Sous la co-présidence prestigieuse du Ministre de l’Habitat et du Développement Urbain (MINHDU), du Ministre d’État, Ministre de l’Enseignement Supérieur et du Ministre de la Femme et de la Famille, s’est ouverte ce mardi 13 janvier 2026 à l’Ecole Nationale Supérieure Polytechnique à Yaoundé, la première session de l’initiative Urban’Her, une initiative novatrice dédiée au leadership féminin dans les métiers de la ville. Née dans le cadre du Projet Plateforme Urbaine au Cameroun (PUC), mis en œuvre par Expertise France avec l’appui de l’Union Européenne, cette session marque un tournant dans la transformation durable des territoires camerounais.

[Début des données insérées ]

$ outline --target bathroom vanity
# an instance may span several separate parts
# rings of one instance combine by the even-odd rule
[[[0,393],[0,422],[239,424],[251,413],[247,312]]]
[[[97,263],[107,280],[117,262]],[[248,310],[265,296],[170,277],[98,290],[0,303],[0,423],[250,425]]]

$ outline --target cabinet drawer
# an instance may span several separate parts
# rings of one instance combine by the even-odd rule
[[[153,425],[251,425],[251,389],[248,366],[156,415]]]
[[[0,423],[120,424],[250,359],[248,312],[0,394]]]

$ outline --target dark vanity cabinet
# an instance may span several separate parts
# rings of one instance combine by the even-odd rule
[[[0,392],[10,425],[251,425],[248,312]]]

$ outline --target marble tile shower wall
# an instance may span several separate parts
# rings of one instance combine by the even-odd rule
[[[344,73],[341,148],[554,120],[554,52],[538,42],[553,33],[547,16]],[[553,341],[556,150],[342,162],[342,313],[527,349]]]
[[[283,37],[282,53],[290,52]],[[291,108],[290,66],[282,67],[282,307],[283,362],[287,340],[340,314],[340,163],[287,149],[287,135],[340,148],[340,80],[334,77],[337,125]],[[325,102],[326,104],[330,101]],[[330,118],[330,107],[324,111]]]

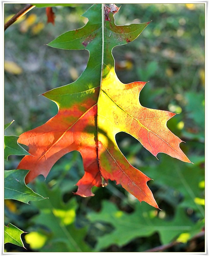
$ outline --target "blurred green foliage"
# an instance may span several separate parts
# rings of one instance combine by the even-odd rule
[[[168,126],[186,142],[181,148],[194,164],[162,153],[158,161],[131,136],[117,135],[131,164],[154,180],[148,185],[160,211],[140,204],[112,182],[94,188],[93,197],[74,195],[74,184],[84,173],[82,159],[77,152],[67,154],[45,181],[41,176],[28,185],[49,199],[30,205],[14,200],[5,204],[5,220],[29,232],[22,235],[28,252],[142,252],[177,241],[164,251],[204,251],[203,237],[190,241],[204,227],[205,5],[117,5],[122,6],[115,16],[117,25],[152,21],[137,39],[113,49],[117,75],[124,83],[149,81],[140,93],[143,106],[180,114]],[[5,18],[24,6],[5,3]],[[54,26],[46,24],[45,8],[35,8],[5,31],[5,59],[23,70],[18,75],[5,73],[5,123],[15,120],[7,134],[18,136],[56,114],[55,104],[39,95],[76,79],[88,55],[87,51],[46,45],[83,26],[87,20],[80,16],[90,6],[54,7]],[[31,14],[35,15],[33,23],[26,31],[23,24]],[[33,28],[40,23],[43,29],[37,32]],[[10,156],[6,169],[15,169],[21,158]],[[26,251],[11,244],[5,250]]]

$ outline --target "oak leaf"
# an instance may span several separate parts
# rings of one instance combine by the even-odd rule
[[[58,114],[45,124],[20,135],[19,143],[29,147],[18,168],[30,170],[28,183],[39,174],[46,177],[64,155],[79,151],[84,174],[76,184],[76,194],[92,196],[94,186],[105,186],[110,179],[121,184],[140,202],[158,208],[147,185],[151,179],[129,163],[115,140],[121,131],[137,139],[154,155],[161,152],[190,162],[179,147],[182,141],[166,126],[175,114],[147,108],[139,101],[146,83],[122,83],[114,70],[112,54],[117,45],[136,38],[149,22],[115,25],[119,8],[93,4],[85,14],[88,19],[79,29],[65,33],[49,44],[66,50],[86,49],[90,53],[87,68],[70,84],[43,95],[55,102]]]

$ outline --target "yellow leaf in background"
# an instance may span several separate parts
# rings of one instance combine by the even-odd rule
[[[6,22],[7,22],[8,21],[8,20],[9,20],[11,18],[12,18],[12,17],[13,17],[13,16],[14,16],[14,15],[15,14],[11,14],[11,15],[5,17],[4,18],[4,23],[6,23]],[[24,15],[23,15],[23,16],[22,16],[21,18],[19,18],[19,19],[18,19],[15,22],[15,23],[19,23],[20,22],[21,22],[21,21],[22,21],[24,20],[25,20],[26,18],[26,16]]]
[[[199,75],[202,85],[203,87],[205,86],[205,70],[201,69],[199,71]]]
[[[37,35],[41,32],[44,27],[44,24],[43,22],[39,22],[34,25],[31,29],[33,35]]]
[[[47,236],[38,232],[30,232],[25,236],[26,243],[32,249],[37,250],[43,247],[47,240]]]
[[[205,205],[205,199],[203,198],[199,198],[199,197],[195,197],[194,200],[194,202],[200,205]]]
[[[173,71],[172,69],[168,68],[165,70],[165,74],[168,77],[171,77],[173,75]]]
[[[195,5],[194,3],[186,3],[186,7],[190,10],[194,10],[196,8]]]
[[[4,61],[4,70],[14,75],[19,75],[23,72],[23,70],[14,61]]]
[[[189,233],[182,233],[176,240],[179,243],[186,243],[190,238]]]
[[[22,33],[26,32],[29,28],[36,22],[37,18],[37,15],[34,14],[29,15],[26,20],[21,23],[20,28],[21,32]]]

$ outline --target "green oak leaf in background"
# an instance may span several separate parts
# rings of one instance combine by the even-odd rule
[[[160,216],[157,210],[148,204],[136,204],[134,212],[128,214],[119,210],[113,203],[103,201],[100,211],[90,213],[87,218],[93,223],[110,224],[114,230],[96,238],[98,242],[95,251],[112,245],[122,246],[136,237],[148,236],[155,232],[158,233],[163,245],[175,240],[182,233],[187,233],[189,239],[199,232],[204,225],[202,222],[194,223],[181,207],[177,208],[171,220],[160,218]]]
[[[5,199],[13,199],[28,204],[30,201],[45,199],[26,186],[25,177],[28,172],[26,170],[4,171]]]
[[[25,248],[21,238],[21,235],[25,233],[17,227],[9,223],[4,226],[4,244],[10,243]]]
[[[4,130],[14,121],[4,125]],[[11,155],[25,155],[30,154],[21,147],[17,142],[19,137],[17,136],[6,136],[4,135],[4,159],[7,160]]]
[[[87,252],[91,251],[84,240],[87,235],[86,228],[78,228],[75,223],[76,211],[78,206],[74,198],[64,203],[62,199],[62,193],[58,187],[50,189],[44,182],[36,181],[38,192],[49,198],[44,201],[33,202],[40,211],[33,217],[32,221],[36,225],[41,225],[43,228],[38,232],[46,236],[45,229],[48,234],[40,252]],[[29,244],[33,244],[32,237],[29,234],[26,235],[25,239]]]

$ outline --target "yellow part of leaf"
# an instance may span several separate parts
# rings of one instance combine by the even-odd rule
[[[78,71],[75,68],[70,68],[69,70],[69,73],[74,81],[75,81],[78,78],[79,76]]]
[[[26,235],[25,239],[31,249],[38,249],[42,247],[47,239],[47,236],[38,232],[31,232]]]
[[[4,205],[8,208],[11,212],[12,213],[17,212],[16,205],[11,200],[5,199],[4,200]]]
[[[19,75],[23,72],[21,68],[14,61],[4,61],[4,70],[15,75]]]
[[[205,188],[205,181],[201,181],[198,184],[199,187],[201,188]]]

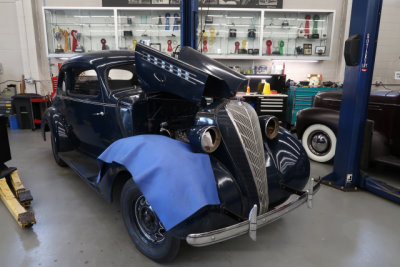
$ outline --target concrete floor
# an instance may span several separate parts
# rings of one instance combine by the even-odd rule
[[[39,131],[9,132],[12,161],[34,197],[37,224],[20,229],[0,203],[0,266],[156,266],[131,242],[119,207],[54,162]],[[332,167],[312,163],[312,175]],[[398,169],[376,170],[386,178]],[[182,244],[174,266],[399,266],[399,205],[368,192],[323,186],[301,207],[258,232],[205,248]]]

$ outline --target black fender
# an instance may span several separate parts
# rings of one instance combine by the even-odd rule
[[[46,141],[47,131],[53,134],[59,152],[71,151],[74,149],[68,138],[68,129],[64,117],[57,112],[56,108],[49,107],[46,109],[42,117],[40,129],[44,141]]]
[[[324,124],[337,135],[340,112],[327,108],[306,108],[297,113],[296,134],[301,140],[304,131],[313,124]]]
[[[310,177],[310,160],[301,143],[282,127],[274,139],[264,138],[264,148],[272,209],[292,194],[286,188],[304,189]]]

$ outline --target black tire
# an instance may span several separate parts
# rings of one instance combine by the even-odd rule
[[[326,125],[310,125],[301,139],[310,159],[317,162],[328,162],[335,156],[336,135]]]
[[[176,257],[180,239],[165,231],[132,179],[122,189],[121,212],[126,229],[140,252],[159,263],[170,262]]]
[[[55,136],[54,136],[52,131],[50,131],[50,132],[51,132],[51,134],[50,134],[51,135],[50,136],[50,138],[51,138],[51,150],[53,151],[54,160],[56,161],[56,163],[59,166],[67,167],[67,164],[58,155],[58,147],[57,147],[57,142],[56,142]]]

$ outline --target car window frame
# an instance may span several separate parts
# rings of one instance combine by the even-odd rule
[[[85,95],[85,94],[74,94],[71,93],[71,86],[72,86],[72,82],[73,82],[73,73],[72,70],[73,69],[77,69],[77,68],[85,68],[85,71],[88,70],[93,70],[96,73],[97,76],[97,83],[98,83],[98,87],[99,87],[99,93],[97,95]],[[101,82],[100,82],[100,76],[99,76],[99,72],[97,71],[97,69],[93,66],[88,66],[86,64],[79,64],[79,65],[74,65],[74,66],[70,66],[68,68],[68,70],[65,73],[66,75],[66,90],[65,90],[65,95],[72,97],[72,98],[79,98],[79,99],[88,99],[91,101],[96,101],[96,102],[102,102],[103,101],[103,93],[102,93],[102,86],[101,86]]]
[[[137,74],[136,74],[136,62],[135,62],[135,60],[128,60],[128,61],[125,61],[125,62],[118,62],[118,63],[116,63],[116,64],[109,65],[109,66],[107,66],[107,67],[104,69],[104,82],[105,82],[105,87],[107,88],[107,91],[108,91],[109,93],[112,93],[112,92],[121,90],[121,89],[116,89],[116,90],[111,90],[111,89],[110,89],[110,86],[109,86],[109,84],[108,84],[108,73],[109,73],[109,71],[110,71],[111,69],[113,69],[113,68],[117,68],[118,66],[124,66],[124,65],[128,65],[128,64],[133,64],[133,65],[135,66],[135,73],[134,73],[134,76],[136,75],[136,77],[137,77]],[[137,86],[140,87],[140,84],[138,84]]]

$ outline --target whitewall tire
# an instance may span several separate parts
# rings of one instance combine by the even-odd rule
[[[336,150],[336,135],[326,125],[309,126],[301,138],[304,149],[310,159],[327,162],[333,159]]]

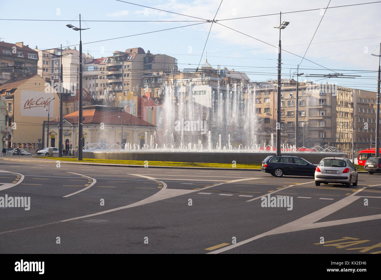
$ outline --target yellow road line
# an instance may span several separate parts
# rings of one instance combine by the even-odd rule
[[[227,245],[230,245],[230,243],[221,243],[218,245],[216,245],[215,246],[213,246],[212,247],[210,247],[209,248],[207,248],[205,250],[208,250],[208,251],[212,251],[212,250],[214,250],[215,249],[217,249],[218,248],[221,248],[221,247],[223,247],[224,246],[226,246]]]

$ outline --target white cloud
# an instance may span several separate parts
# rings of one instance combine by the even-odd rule
[[[106,13],[106,15],[107,16],[110,16],[112,18],[116,18],[122,16],[126,16],[128,14],[128,10],[123,10],[123,11],[117,11],[114,13]]]

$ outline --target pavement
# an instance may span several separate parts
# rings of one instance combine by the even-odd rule
[[[257,171],[9,159],[0,202],[29,200],[0,205],[4,253],[381,253],[379,174],[347,188]]]

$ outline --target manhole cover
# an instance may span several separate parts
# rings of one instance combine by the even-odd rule
[[[90,219],[90,220],[83,220],[83,222],[108,222],[108,220],[104,220],[102,219]]]

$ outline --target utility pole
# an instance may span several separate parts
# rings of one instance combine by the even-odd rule
[[[378,57],[378,80],[377,81],[377,115],[376,117],[376,156],[380,156],[380,83],[381,83],[381,43],[380,43],[379,54],[372,55]]]

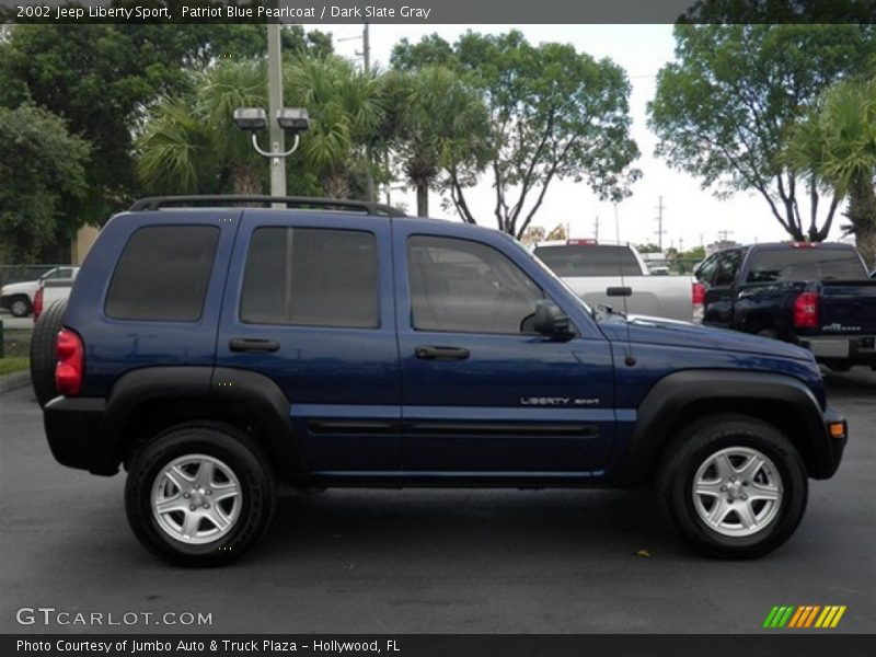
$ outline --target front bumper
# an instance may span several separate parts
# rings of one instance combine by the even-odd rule
[[[835,427],[842,425],[842,434],[834,435]],[[842,452],[845,449],[845,443],[849,440],[849,424],[845,418],[840,415],[834,408],[828,407],[825,411],[825,440],[828,445],[827,459],[825,463],[826,471],[822,473],[825,476],[818,479],[828,479],[833,476],[842,461]]]
[[[91,470],[97,431],[106,402],[101,397],[51,400],[43,408],[43,425],[51,456],[61,465]]]

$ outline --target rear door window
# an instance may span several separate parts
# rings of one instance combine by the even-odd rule
[[[736,280],[736,272],[742,260],[741,251],[724,251],[715,258],[715,287],[729,287]]]
[[[116,320],[196,322],[219,243],[215,226],[148,226],[128,240],[104,312]]]
[[[251,324],[377,328],[377,239],[359,230],[253,231],[240,319]]]
[[[851,249],[770,249],[756,251],[747,283],[783,280],[861,280],[864,265]]]

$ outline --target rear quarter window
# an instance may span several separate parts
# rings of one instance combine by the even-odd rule
[[[218,242],[215,226],[138,229],[113,273],[104,313],[116,320],[198,321]]]

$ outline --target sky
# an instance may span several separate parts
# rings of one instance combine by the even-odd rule
[[[466,30],[500,34],[519,30],[531,44],[544,42],[568,43],[578,51],[600,59],[609,57],[626,70],[632,85],[630,112],[633,119],[632,136],[642,152],[634,166],[643,172],[633,186],[633,195],[618,205],[615,227],[614,207],[600,203],[586,183],[555,181],[539,210],[533,224],[548,230],[565,223],[572,238],[595,237],[596,218],[599,218],[599,239],[636,244],[657,243],[657,207],[662,197],[664,249],[668,246],[690,249],[699,244],[715,242],[721,233],[742,243],[769,242],[787,239],[787,234],[772,216],[766,201],[754,194],[738,193],[729,199],[719,200],[700,182],[679,171],[671,170],[662,160],[654,157],[657,138],[647,127],[647,103],[654,97],[658,70],[673,59],[675,39],[671,25],[418,25],[404,24],[370,25],[372,65],[389,66],[392,47],[403,37],[412,43],[437,32],[451,44]],[[332,33],[336,51],[356,58],[361,51],[361,26],[320,25],[319,30]],[[349,39],[349,41],[338,41]],[[358,58],[361,60],[361,58]],[[469,205],[481,223],[495,227],[492,186],[489,176],[466,192]],[[381,200],[385,200],[381,194]],[[416,209],[413,191],[392,189],[393,204],[404,203],[408,210]],[[429,214],[433,217],[459,220],[452,206],[441,208],[441,197],[429,195]],[[483,219],[480,219],[480,218]],[[840,238],[835,221],[831,240]],[[619,229],[619,230],[618,230]]]

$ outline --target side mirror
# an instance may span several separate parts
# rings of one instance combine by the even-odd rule
[[[553,301],[543,299],[535,303],[535,316],[532,327],[542,335],[565,336],[572,335],[570,322],[560,307]]]
[[[633,288],[631,287],[610,287],[606,288],[607,297],[632,297]]]

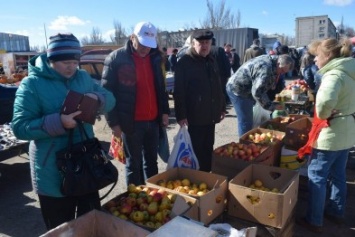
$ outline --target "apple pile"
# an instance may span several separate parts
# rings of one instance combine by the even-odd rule
[[[296,117],[292,117],[292,116],[286,116],[286,117],[280,117],[280,123],[292,123],[294,121],[296,121]]]
[[[254,180],[254,182],[249,185],[249,188],[258,189],[258,190],[265,191],[265,192],[273,192],[273,193],[279,193],[280,192],[277,188],[266,188],[266,187],[264,187],[264,184],[263,184],[263,182],[260,179]]]
[[[293,86],[299,86],[301,93],[307,92],[307,90],[309,89],[307,82],[305,80],[301,80],[301,79],[297,79],[297,80],[292,81],[291,83],[289,83],[285,87],[285,89],[292,90]]]
[[[269,144],[273,144],[277,141],[281,141],[283,139],[283,137],[271,133],[271,132],[255,132],[255,133],[251,133],[248,135],[248,140],[254,143],[260,143],[260,144],[264,144],[264,145],[269,145]]]
[[[103,207],[112,215],[148,228],[157,229],[171,217],[176,194],[163,189],[128,185],[127,195],[112,199]]]
[[[254,143],[243,144],[231,142],[216,148],[213,152],[219,156],[227,156],[235,159],[252,161],[260,155],[262,146]]]
[[[189,179],[159,180],[159,186],[186,193],[192,196],[203,196],[209,192],[209,188],[205,182],[193,183]]]

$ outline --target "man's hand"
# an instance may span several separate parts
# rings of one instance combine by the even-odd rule
[[[180,121],[178,121],[178,124],[180,125],[180,127],[184,125],[188,126],[187,119],[181,119]]]
[[[63,124],[63,127],[65,129],[72,129],[72,128],[75,128],[76,127],[76,120],[74,119],[75,116],[81,114],[81,111],[78,110],[74,113],[71,113],[71,114],[61,114],[60,115],[60,120],[62,121],[62,124]]]
[[[94,100],[98,100],[99,99],[99,97],[96,94],[94,94],[94,93],[86,93],[85,95],[90,97],[90,98],[92,98],[92,99],[94,99]]]

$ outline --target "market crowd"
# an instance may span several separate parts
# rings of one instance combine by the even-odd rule
[[[355,59],[350,57],[349,40],[315,41],[302,51],[277,41],[266,52],[254,39],[241,59],[229,42],[215,45],[211,30],[194,31],[184,47],[169,56],[156,37],[152,23],[137,23],[126,44],[107,56],[101,86],[78,69],[81,48],[72,34],[50,37],[47,53],[30,60],[29,75],[16,94],[12,128],[18,138],[31,141],[32,183],[48,229],[100,208],[98,192],[68,197],[60,191],[55,153],[67,146],[69,130],[74,129],[74,140],[80,140],[75,119],[80,112],[65,115],[60,110],[68,89],[99,101],[113,136],[123,142],[126,183],[141,185],[158,173],[158,153],[166,144],[162,128],[168,126],[170,114],[164,83],[167,71],[174,72],[177,123],[187,126],[200,170],[207,172],[215,125],[223,121],[226,106],[236,111],[237,138],[253,128],[254,105],[270,114],[282,109],[274,99],[285,88],[287,77],[306,80],[316,96],[314,116],[326,125],[312,147],[309,207],[298,223],[320,232],[323,215],[342,221],[346,161],[355,144]],[[93,126],[84,125],[93,137]],[[326,200],[328,180],[331,195]]]

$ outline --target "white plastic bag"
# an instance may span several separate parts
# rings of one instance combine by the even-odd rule
[[[253,128],[258,127],[263,122],[270,119],[271,112],[256,103],[253,107]]]
[[[192,149],[190,134],[187,126],[182,126],[174,137],[174,147],[168,159],[167,169],[180,167],[199,170],[200,165]]]
[[[211,224],[209,228],[218,233],[217,237],[256,237],[258,230],[256,226],[237,230],[228,223]]]

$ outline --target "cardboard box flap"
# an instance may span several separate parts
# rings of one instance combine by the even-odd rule
[[[267,167],[265,169],[264,167]],[[250,175],[252,172],[252,175]],[[243,175],[244,174],[244,175]],[[281,193],[285,192],[292,183],[292,177],[298,175],[297,171],[285,170],[280,167],[251,164],[240,174],[238,184],[249,187],[256,179],[262,180],[263,186],[277,188]],[[285,180],[289,180],[285,183]],[[232,181],[233,182],[233,181]]]
[[[41,237],[144,237],[149,233],[130,222],[93,210],[78,219],[63,223]]]
[[[166,236],[184,236],[196,237],[206,236],[215,237],[218,233],[214,230],[196,224],[183,217],[177,216],[147,237],[166,237]]]

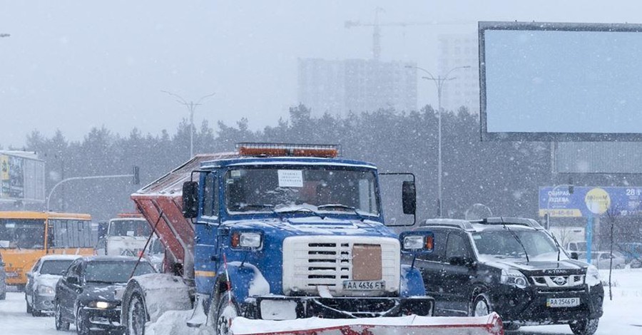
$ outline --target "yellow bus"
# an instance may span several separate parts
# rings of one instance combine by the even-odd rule
[[[19,289],[45,254],[93,254],[96,237],[88,214],[0,212],[0,253],[7,285]]]

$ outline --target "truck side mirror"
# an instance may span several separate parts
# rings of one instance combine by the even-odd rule
[[[417,211],[417,190],[414,182],[404,181],[402,186],[404,214],[414,215]]]
[[[183,216],[190,219],[198,214],[198,183],[183,183]]]

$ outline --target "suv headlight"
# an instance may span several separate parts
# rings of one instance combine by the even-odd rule
[[[87,304],[89,307],[91,308],[99,308],[101,309],[107,309],[110,308],[116,307],[118,305],[117,302],[90,302],[89,304]]]
[[[39,294],[55,294],[56,291],[53,287],[46,285],[38,285],[36,289]]]
[[[501,284],[514,286],[519,289],[524,289],[529,285],[529,281],[524,274],[516,269],[502,269],[500,282]]]
[[[588,286],[601,285],[602,279],[600,278],[600,272],[593,265],[589,265],[586,268],[586,277],[584,282]]]

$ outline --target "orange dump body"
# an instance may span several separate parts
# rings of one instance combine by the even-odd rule
[[[138,212],[147,219],[165,246],[166,256],[183,267],[186,277],[193,275],[194,226],[183,217],[183,183],[202,162],[238,157],[233,153],[200,154],[131,195]],[[194,177],[198,179],[198,175]]]

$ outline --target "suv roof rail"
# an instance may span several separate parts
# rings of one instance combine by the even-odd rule
[[[486,217],[486,219],[472,220],[471,222],[481,225],[516,225],[530,227],[538,230],[543,230],[544,227],[533,219],[526,217]]]
[[[428,219],[422,222],[419,226],[447,226],[454,227],[464,230],[474,231],[475,228],[470,221],[454,219]]]

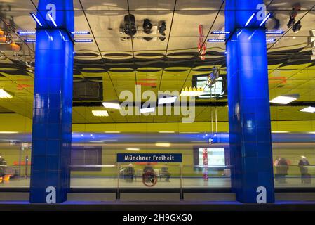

Urban’Her s’inscrit dans la dynamique de la Plateforme Nationale des Acteurs de l’Urbain (PNAU), qui réunit écoles, institutions publiques, partenaires multilatéraux et société civile. Pensé comme un espace d’apprentissage, d’échange et d’inspiration, le programme cible des étudiantes issues de l’Ecole Nationale Supérieure des Travaux Publiques (ENSTP), de Ecole Supérieure Spéciale d’Architecture du Cameroun (ESSACA) et de l’Ecole Nationale Supérieure Polytechnique de Yaoundé (ENSPY).
La présente session repose sur un cours interdisciplinaire de trois heures, structuré en trois « escales », il invite ces futures professionnelles à un voyage intellectuel et pratique au cœur de la planification urbaine et territoriale.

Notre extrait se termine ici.